Caminamos espalda contra espalda en un rincón despejado del bosque. Podía escuchar la risita desagradable de su taimado padrino y asistente de confianza. Sin pensarlo, acerté a esa rata en el corazón antes de que terminasen los pasos. Don Lope ya me apuntaba a matar cuando mi testigo, el fiel Higinio, postrado a los pies del difunto, extrajo de su pecho un pañuelo ensangrentado con las iniciales de la bella Inés.
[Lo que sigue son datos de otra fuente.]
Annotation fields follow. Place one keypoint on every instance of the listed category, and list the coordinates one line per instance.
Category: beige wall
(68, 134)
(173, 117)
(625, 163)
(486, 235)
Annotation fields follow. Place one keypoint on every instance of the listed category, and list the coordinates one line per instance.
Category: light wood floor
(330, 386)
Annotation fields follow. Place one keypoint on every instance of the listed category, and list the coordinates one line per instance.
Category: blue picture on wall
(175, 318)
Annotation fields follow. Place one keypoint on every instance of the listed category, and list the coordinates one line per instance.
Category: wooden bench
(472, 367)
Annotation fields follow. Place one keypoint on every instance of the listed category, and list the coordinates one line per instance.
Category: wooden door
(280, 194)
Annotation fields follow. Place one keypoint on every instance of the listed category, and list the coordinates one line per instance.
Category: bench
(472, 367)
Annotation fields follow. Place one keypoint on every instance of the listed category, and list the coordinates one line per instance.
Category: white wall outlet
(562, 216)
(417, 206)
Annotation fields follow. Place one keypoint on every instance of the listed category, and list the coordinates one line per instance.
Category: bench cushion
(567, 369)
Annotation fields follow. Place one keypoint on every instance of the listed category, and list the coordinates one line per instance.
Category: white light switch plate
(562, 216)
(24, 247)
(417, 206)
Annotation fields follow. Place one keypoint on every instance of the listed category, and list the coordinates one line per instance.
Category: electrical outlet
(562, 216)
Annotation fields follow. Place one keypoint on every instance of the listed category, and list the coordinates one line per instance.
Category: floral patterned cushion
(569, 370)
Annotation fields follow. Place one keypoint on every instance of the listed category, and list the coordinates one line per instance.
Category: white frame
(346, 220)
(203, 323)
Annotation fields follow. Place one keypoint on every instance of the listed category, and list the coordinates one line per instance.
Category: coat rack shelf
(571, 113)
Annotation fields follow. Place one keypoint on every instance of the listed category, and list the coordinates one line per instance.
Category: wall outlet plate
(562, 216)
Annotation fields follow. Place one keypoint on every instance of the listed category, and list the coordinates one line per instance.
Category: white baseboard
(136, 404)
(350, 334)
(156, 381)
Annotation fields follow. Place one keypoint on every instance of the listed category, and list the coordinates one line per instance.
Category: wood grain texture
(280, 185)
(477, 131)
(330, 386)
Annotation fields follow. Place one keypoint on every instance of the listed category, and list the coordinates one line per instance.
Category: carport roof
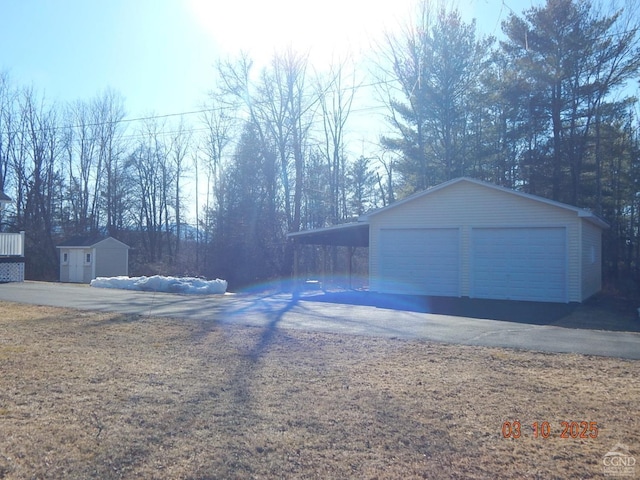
(347, 235)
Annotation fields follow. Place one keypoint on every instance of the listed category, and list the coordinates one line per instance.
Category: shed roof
(581, 212)
(86, 241)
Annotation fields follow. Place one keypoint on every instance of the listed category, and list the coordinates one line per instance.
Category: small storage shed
(84, 258)
(468, 238)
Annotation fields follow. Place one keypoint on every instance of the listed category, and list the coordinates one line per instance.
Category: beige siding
(591, 260)
(112, 258)
(64, 268)
(467, 205)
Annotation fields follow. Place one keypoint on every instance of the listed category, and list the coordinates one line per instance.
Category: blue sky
(151, 51)
(159, 54)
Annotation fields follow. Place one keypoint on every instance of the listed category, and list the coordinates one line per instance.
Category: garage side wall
(591, 259)
(466, 206)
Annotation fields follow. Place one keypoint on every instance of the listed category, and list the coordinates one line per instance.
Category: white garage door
(519, 264)
(420, 261)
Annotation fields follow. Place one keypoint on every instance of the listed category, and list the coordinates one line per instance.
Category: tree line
(546, 109)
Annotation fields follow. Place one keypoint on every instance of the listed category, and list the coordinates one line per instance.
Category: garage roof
(581, 212)
(356, 234)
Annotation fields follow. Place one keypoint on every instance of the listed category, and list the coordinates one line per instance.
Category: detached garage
(470, 238)
(84, 258)
(467, 238)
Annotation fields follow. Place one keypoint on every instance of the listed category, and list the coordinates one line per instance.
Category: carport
(350, 235)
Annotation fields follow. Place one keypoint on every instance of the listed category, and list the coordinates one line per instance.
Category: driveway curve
(314, 314)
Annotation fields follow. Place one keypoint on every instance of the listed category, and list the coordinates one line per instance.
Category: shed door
(519, 264)
(420, 261)
(76, 268)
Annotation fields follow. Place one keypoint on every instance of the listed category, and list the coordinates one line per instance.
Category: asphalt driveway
(339, 315)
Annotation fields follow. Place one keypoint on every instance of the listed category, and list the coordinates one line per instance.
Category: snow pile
(159, 283)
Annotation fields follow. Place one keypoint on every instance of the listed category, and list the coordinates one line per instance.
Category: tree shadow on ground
(597, 313)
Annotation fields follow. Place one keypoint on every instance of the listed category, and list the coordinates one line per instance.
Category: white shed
(84, 258)
(468, 238)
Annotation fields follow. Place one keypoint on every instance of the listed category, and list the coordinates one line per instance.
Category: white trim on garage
(519, 263)
(420, 261)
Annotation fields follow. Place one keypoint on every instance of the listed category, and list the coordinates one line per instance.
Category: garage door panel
(420, 261)
(519, 263)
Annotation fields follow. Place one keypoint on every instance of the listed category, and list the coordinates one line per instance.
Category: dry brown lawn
(99, 395)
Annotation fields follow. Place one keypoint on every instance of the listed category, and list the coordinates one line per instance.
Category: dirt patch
(97, 395)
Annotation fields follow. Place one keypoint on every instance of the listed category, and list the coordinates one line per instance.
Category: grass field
(98, 395)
Tras disculparse, Don Lope me entregó una suma considerable en desagravio y por haber descubierto y eliminado al verdadero amante. Yo también sé dar a cada uno lo suyo: con los maravedíes celebramos una buena cena mi criado y yo, a quien agradecí que pusiera la prenda en las ropas del odioso asistente. Con el resto aún alcanzó para comprar una gargantilla a mi querida Inés.